Em I Timóteo 3:15, Paulo, pelo Espírito, nos chama a nós, “a igreja do Deus vivo”, de “a coluna e firmeza da verdade”. Com isso ele está dizendo que temos a responsabilidade de servir de referencial para, que através de nós, os perdidos encontrem a verdade de Deus.

Há quem diga que os crentes lêem a Bíblia e os do mundo lêem os crentes. Isso deve nos fazer refletir com seriedade na importância do testemunho cristão que estamos passando à “nuvem de testemunhas” (Hebreus 12.1) que nos rodeia.

Já a segunda característica do sal, diz respeito a sua capacidade de provocar sede. Quem já não teve a experiência de sentir uma sede, capaz de levá-lo a tomar vários copos d’água, por ter comido uma carne um pouco mais salgada.

Da mesma forma nós, como “o sal da terra”, temos também a função de provocar, naqueles que nos cercam, a sede da água viva, que sai da sublime fonte que é o Senhor Jesus.

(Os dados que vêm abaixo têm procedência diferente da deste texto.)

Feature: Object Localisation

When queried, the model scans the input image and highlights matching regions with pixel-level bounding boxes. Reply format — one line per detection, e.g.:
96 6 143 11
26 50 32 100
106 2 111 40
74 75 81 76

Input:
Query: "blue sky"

Temos que, com nossas atitudes, provocar nas pessoas o desejo de também glorificar a Deus em suas vidas. Foi o que o Senhor Jesus ensinou neste mesmo sermão: “Assim resplandeça a vossa luz diante dos homens, para que vejam as vossas boas obras e glorifiquem a vosso Pai, que está nos céus.” (Mateus 5:16)

E estes, em quem despertaremos sede de glorificar a Deus, não deixarão de ser saciados, pois o próprio Senhor promete: “A quem quer que tiver sede, de graça lhe darei da fonte da água da vida.”(Apocalipse 21:6).

E por fim, a ultima característica do sal que quero mencionar, esta relacionada a sua ação invisível. O sal não muda em nada a aparência do alimento, nem tampouco pode ser enxergado depois que se dissolve para temperar o mesmo. No entanto, é impossível não perceber a sua ação.

Do mesmo modo, devemos nós trabalhar para Cristo sem buscar notoriedade ou o reconhecimento dos homens. Sabendo que nosso louvor virá do Senhor!

Isso… Se fizermos como João Batista, ou seja, transferirmos toda a glória para ele. Veja o que João dizia: “É necessário que ele cresça e que eu diminua.” (João 3:30).

Que conosco não seja diferente, que Jesus cresça cada dia mais em nossas vidas, e que o nome dele seja sempre glorificado em nós e em nossas obras.    

Buscando ser sal, para fazer diferença neste mundo perdido, causando sede do Deus vivo nos que me cercam e deixando a glória para quem lhe é devida, o meu Cristo.